MA DEFUME

MA DEFUME

comment arreter de fumer?

Comment arrêter de fumer ?

Pr Robert Molimard

Président de la Société de Tabacologie

Centre de Tabacologie Paul GUIRAUD, Villejuif



Le procès du tabac n'est plus à faire.

Nous ne savons toujours pas comment dissuader les jeunes de commencer à fumer.

Ce n'est pas sans raison que le thème de la Journée Mondiale sans Tabac cette année était le sevrage des fumeurs. Mais comment combattre efficacement si l'on ne connaît pas bien ce qu'on a à combattre. Une bonne analyse des mécanismes de la dépendance devrait guider l'action, et donc la précéder.

Fumer est un comportement automatique, étonnamment proche du comportement alimentaire, avec lequel il a d'ailleurs beaucoup d'interactions.
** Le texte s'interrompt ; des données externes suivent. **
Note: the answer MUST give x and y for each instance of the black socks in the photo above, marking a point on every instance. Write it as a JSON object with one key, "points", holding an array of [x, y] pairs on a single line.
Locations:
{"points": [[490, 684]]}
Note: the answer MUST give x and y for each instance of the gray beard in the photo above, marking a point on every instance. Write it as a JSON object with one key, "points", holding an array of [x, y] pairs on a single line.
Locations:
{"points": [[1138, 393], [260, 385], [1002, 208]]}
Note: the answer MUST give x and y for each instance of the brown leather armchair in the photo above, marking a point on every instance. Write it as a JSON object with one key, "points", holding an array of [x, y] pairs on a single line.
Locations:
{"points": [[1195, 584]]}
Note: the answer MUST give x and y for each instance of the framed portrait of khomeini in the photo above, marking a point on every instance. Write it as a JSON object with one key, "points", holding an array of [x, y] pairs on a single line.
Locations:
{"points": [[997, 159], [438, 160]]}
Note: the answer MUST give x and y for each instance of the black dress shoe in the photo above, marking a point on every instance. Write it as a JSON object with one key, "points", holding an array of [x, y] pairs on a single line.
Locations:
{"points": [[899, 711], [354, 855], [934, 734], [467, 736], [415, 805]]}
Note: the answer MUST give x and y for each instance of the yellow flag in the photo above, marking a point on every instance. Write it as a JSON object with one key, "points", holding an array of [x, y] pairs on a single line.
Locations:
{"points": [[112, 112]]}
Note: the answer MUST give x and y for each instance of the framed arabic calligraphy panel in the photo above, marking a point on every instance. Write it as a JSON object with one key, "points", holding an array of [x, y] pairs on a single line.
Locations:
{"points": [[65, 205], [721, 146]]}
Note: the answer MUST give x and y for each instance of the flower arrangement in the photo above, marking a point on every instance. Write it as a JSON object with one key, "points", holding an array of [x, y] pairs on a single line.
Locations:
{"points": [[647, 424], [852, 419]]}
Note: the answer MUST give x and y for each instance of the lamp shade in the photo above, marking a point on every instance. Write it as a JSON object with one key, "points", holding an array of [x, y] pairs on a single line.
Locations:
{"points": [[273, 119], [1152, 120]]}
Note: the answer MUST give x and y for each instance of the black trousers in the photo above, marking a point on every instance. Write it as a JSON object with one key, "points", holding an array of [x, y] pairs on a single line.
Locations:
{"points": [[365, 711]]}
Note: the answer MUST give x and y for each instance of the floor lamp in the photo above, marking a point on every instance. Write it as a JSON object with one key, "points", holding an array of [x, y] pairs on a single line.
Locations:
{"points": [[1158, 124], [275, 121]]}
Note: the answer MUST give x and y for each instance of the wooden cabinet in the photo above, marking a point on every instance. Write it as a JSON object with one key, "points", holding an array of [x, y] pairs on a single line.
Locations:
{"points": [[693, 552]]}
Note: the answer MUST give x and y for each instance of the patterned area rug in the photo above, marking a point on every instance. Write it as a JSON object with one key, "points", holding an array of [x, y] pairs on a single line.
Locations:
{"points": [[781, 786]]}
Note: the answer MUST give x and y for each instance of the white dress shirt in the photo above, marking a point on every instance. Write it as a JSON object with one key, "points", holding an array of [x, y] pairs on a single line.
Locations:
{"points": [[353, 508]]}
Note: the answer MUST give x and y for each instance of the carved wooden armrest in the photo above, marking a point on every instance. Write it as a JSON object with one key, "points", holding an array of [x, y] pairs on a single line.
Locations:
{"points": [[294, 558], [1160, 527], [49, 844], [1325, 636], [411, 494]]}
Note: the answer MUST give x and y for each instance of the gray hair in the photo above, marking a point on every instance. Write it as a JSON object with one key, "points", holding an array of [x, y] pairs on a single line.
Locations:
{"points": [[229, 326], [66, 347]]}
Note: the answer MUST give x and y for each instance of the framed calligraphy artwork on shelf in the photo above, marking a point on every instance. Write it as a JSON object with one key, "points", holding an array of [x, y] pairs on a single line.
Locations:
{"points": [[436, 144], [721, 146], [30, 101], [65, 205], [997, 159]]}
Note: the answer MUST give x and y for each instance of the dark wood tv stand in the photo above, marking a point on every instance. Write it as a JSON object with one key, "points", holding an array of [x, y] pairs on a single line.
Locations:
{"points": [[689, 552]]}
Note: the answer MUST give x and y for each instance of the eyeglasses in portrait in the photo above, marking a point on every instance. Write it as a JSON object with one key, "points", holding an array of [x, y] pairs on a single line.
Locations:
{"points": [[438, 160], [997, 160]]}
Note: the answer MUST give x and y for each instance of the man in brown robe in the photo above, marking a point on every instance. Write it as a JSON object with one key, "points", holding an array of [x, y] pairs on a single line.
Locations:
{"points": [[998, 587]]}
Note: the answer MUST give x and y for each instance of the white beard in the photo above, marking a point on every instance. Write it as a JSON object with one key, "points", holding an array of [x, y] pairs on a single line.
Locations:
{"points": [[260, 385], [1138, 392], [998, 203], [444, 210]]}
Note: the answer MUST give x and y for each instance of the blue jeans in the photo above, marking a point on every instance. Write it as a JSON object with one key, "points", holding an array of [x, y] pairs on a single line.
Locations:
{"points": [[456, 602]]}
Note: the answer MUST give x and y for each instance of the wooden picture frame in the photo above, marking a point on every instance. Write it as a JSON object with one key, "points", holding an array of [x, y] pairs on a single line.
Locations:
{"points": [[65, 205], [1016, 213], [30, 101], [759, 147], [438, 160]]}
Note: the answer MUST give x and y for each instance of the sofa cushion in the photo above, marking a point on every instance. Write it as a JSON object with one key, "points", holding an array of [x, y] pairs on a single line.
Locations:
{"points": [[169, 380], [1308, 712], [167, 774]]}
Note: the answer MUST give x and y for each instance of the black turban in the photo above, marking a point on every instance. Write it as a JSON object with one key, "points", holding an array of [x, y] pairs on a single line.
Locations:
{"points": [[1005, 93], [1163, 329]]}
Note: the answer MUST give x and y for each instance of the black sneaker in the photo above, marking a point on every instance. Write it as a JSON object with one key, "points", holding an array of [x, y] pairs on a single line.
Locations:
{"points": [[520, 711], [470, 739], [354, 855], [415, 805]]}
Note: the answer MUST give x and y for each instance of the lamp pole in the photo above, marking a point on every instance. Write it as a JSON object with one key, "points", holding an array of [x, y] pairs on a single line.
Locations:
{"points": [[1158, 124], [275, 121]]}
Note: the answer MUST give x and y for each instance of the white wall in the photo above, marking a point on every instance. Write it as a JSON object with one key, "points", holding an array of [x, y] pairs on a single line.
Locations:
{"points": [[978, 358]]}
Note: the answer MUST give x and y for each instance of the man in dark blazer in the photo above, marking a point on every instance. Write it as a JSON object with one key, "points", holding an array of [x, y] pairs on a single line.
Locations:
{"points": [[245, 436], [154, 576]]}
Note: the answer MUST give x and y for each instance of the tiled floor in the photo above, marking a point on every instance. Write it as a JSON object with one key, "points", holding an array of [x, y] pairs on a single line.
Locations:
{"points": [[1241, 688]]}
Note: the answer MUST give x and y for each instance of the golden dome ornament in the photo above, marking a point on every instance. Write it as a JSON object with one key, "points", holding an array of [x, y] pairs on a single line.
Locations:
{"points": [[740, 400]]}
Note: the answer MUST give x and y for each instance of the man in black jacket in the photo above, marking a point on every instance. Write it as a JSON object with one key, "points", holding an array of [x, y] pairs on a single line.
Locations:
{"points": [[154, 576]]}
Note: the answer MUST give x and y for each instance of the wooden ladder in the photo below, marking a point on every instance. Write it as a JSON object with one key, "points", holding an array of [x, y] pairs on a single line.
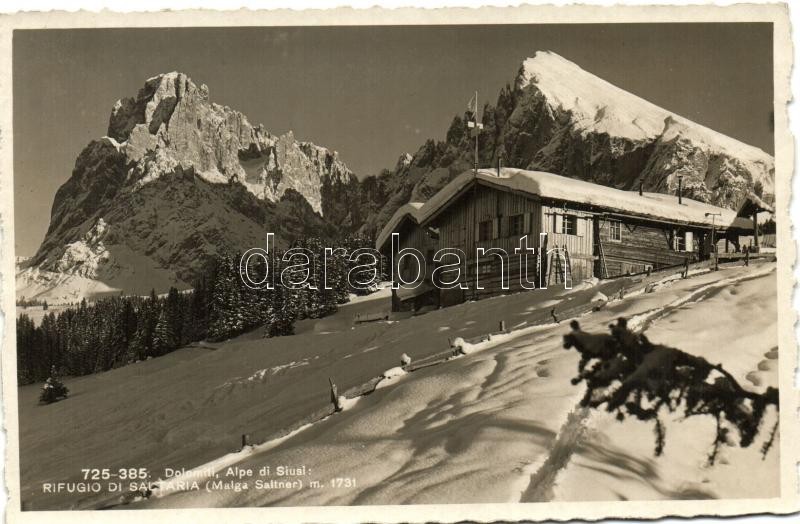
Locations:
{"points": [[561, 270]]}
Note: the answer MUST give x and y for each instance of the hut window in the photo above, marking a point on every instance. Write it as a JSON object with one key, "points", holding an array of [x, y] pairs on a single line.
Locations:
{"points": [[485, 230], [516, 225], [680, 242], [615, 228], [569, 225]]}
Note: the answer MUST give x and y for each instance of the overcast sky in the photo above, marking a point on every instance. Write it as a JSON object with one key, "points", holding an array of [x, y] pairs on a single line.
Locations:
{"points": [[369, 93]]}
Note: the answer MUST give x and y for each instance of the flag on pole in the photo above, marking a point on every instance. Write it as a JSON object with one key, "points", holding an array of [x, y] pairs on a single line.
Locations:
{"points": [[472, 105]]}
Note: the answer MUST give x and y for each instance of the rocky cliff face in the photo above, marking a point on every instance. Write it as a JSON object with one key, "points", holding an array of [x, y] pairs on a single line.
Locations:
{"points": [[180, 178], [559, 118]]}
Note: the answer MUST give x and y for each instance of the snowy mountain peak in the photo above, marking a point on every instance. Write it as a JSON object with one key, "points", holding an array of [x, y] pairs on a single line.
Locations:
{"points": [[599, 106]]}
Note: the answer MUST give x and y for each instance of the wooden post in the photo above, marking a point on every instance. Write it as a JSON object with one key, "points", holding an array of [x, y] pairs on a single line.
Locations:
{"points": [[335, 396], [755, 231]]}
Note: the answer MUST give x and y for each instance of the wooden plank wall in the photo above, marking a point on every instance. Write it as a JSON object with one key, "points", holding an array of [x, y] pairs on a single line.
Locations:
{"points": [[459, 227], [641, 245], [580, 245], [414, 236]]}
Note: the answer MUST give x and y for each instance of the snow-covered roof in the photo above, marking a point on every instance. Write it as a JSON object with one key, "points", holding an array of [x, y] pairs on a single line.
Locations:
{"points": [[656, 206]]}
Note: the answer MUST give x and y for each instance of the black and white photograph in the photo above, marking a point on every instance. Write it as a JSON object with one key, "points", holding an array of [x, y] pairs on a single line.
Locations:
{"points": [[473, 262]]}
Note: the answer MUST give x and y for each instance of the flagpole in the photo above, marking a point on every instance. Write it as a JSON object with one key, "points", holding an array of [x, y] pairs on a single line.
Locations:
{"points": [[476, 133]]}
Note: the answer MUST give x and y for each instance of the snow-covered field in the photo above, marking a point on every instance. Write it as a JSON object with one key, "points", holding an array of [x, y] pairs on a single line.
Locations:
{"points": [[502, 424], [499, 424]]}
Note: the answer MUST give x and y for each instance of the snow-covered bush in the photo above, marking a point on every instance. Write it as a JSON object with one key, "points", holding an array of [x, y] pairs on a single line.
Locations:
{"points": [[631, 376]]}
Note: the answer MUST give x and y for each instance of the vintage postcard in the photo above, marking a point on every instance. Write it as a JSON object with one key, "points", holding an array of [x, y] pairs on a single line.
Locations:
{"points": [[398, 265]]}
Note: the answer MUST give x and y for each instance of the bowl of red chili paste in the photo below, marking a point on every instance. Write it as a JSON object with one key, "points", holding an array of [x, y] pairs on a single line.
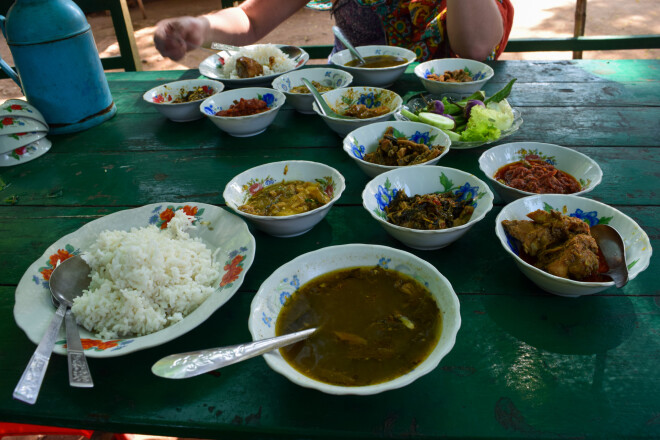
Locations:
{"points": [[243, 112], [521, 169]]}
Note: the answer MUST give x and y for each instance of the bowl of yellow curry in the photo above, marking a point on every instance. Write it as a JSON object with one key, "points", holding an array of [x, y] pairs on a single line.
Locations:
{"points": [[383, 317], [287, 198]]}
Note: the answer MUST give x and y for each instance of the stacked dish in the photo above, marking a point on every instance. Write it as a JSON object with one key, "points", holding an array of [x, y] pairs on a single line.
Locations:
{"points": [[23, 132]]}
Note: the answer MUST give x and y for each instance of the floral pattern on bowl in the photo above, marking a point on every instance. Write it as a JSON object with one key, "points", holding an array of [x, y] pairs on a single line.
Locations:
{"points": [[216, 227]]}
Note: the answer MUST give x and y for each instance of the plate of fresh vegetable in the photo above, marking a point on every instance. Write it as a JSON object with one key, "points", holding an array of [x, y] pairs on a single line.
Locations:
{"points": [[470, 121]]}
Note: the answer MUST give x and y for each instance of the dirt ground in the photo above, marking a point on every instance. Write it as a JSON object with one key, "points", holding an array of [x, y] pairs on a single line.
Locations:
{"points": [[547, 19]]}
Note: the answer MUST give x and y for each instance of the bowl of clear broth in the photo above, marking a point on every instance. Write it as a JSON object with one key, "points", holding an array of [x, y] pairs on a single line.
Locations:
{"points": [[521, 169], [286, 198], [384, 318], [384, 64]]}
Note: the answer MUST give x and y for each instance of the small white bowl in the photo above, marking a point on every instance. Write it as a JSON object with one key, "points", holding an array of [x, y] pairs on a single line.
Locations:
{"points": [[10, 142], [161, 98], [637, 245], [341, 99], [480, 71], [365, 140], [243, 126], [376, 77], [326, 76], [380, 191], [18, 107], [583, 168], [243, 186], [25, 153], [286, 279]]}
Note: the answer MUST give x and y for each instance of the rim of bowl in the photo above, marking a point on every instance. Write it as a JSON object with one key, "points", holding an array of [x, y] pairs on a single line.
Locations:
{"points": [[473, 220], [175, 83], [383, 386], [376, 69], [256, 115], [335, 197], [277, 80], [420, 68], [394, 167], [583, 156], [498, 226]]}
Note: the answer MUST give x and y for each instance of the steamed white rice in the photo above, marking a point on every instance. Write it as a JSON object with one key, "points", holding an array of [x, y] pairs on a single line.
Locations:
{"points": [[261, 53], [145, 279]]}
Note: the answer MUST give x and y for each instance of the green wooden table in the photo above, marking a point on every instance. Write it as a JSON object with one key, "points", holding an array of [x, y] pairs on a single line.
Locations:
{"points": [[526, 364]]}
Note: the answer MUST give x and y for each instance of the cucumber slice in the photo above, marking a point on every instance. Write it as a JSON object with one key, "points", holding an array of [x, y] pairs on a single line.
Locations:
{"points": [[437, 120], [410, 115]]}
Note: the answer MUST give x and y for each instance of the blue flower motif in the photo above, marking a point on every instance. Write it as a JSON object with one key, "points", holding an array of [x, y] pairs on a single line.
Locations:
{"points": [[383, 198], [368, 100], [468, 192], [590, 217], [284, 296], [421, 138], [357, 150]]}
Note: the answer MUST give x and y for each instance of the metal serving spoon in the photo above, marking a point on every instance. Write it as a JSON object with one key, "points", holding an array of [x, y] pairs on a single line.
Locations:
{"points": [[341, 37], [67, 282], [611, 244], [194, 363]]}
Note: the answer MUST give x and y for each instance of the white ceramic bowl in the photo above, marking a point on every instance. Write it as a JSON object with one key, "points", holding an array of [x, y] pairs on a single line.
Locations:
{"points": [[326, 76], [480, 72], [10, 142], [380, 191], [583, 168], [18, 107], [365, 140], [161, 97], [376, 77], [243, 126], [637, 245], [243, 186], [275, 289], [25, 153], [341, 99]]}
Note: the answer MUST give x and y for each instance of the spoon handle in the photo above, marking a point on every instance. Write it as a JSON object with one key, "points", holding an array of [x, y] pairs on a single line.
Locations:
{"points": [[79, 375], [28, 386], [183, 365]]}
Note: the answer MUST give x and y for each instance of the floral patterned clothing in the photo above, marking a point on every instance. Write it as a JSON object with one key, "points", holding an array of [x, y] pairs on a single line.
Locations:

Tout se passe comme si des structures cérébrales chargées de réguler l'approvisionnement en substances indispensables à la vie par des mécanismes cycliques où un besoin, tel la faim, induit de manière irraisonnée et irrésistible un comportement de recherche et de consommation, jusqu'à un rassasiement prélude à une satiété temporaire, se mettaient au service de l'approvisionnement d'une substance étrangère et en défendaient le taux plasmatique, comme si elle était aussi indispensable à la survie que le glucose.

Mais se greffe sur cette régulation pharmacologique une foule d'automatismes acquis par associations pavloviennes avec la prise de cigarette qui finissent par devenir prépondérantes, et expliquent en tout cas les reprises du tabagisme après de longues périodes d'arrêt, alors que le besoin pharmacologique est depuis longtemps éteint.
On ne peut lutter contre un automatisme par la volonté. Les structures cérébrales impliquées dans les processus de décision sont fatigables. L'arrêt du tabac consiste à créer de nouveaux automatismes acquis, seuls capables d'avoir la vigilance nécessaire au blocage permanent et inconscient du comportement à combattre. C'est donc un apprentissage.


Cet apprentissage commence dès que le fumeur commence à ne plus se sentir confortable en prenant sa cigarette. Suit une longue période de "maturation", émaillée de tentatives de réduction, de changement de marque, de tentatives d'arrêt avortées, jusqu'à ce que le sujet intègre qu'il ne pourra contrôler l'incontrôlable. Et l'arrêt survient alors quasi automatiquement comme une échéance inéluctable.
Il faudra donc tenter de faire comprendre au patient que s'arrêter n'est pas le fruit d'un effort de volonté, mais d'une stratégie où il lui faudra, comme pour tout apprentissage, répéter.

Dès qu'il aura fait le pas décisif, il lui faudra apprendre à vivre, sans tabac, une foule de situations de la vie courante associées à la cigarette un nombre de fois suffisant pour qu'il devienne aussi automatique de les vivre ainsi que pour un acteur de dire son texte.

Mais la dépendance pharmacologique, si elle s'éteint rapidement, peut constituer un obstacle majeur dans les premiers jours ou les premières semaines de la tentative.

Certes, l'utilisation thérapeutique de la nicotine apporte une aide, mais il faut bien reconnaître que ce n'est pas la panacée. D'ailleurs, il est surprenant que ce produit, connu depuis plus d'un siècle et demi, n'ait jamais été utilisé seul dans un but toxicomaniaque, que les sujets fortement dépendant du tabac ne deviennent pas tous des accros inconditionnels des gommes à la nicotine, et qu'il soit si difficile d'obtenir des modèles animaux fiables de dépendance à cette substance. Il faut dire qu'il y a beaucoup d'autres produits éventuellement psychoactifs dans le tabac dont aussi bien la chimie que le rôle sont très mal connus. Il en est ainsi de ces inhibiteurs de monoamine-oxydases présents dans la fumée, qui pourraient expliquer, par leur pouvoir antidépresseur, que certains fumeurs utilisent le tabac comme automédication, et dépriment à l'arrêt. En prolongeant la vie de la dopamine sécrétée dans le cerveau sous l'action de la nicotine, ils pourraient expliquer pourquoi celle-ci n'exprimerait son pouvoir addictif que lorsqu'elle est apportée par le tabac.

Il serait donc essentiel qu'un vaste effort de recherche puisse se développer, portant sur la chimie et la pharmacologie du tabac lui-même autant que sur les mécanismes psychologiques et sociologiques en œuvre chez les fumeurs, pour ne pas agir à l'aveugle.

Promouvoir cette recherche est le but que s'est donné la Société de Tabacologie.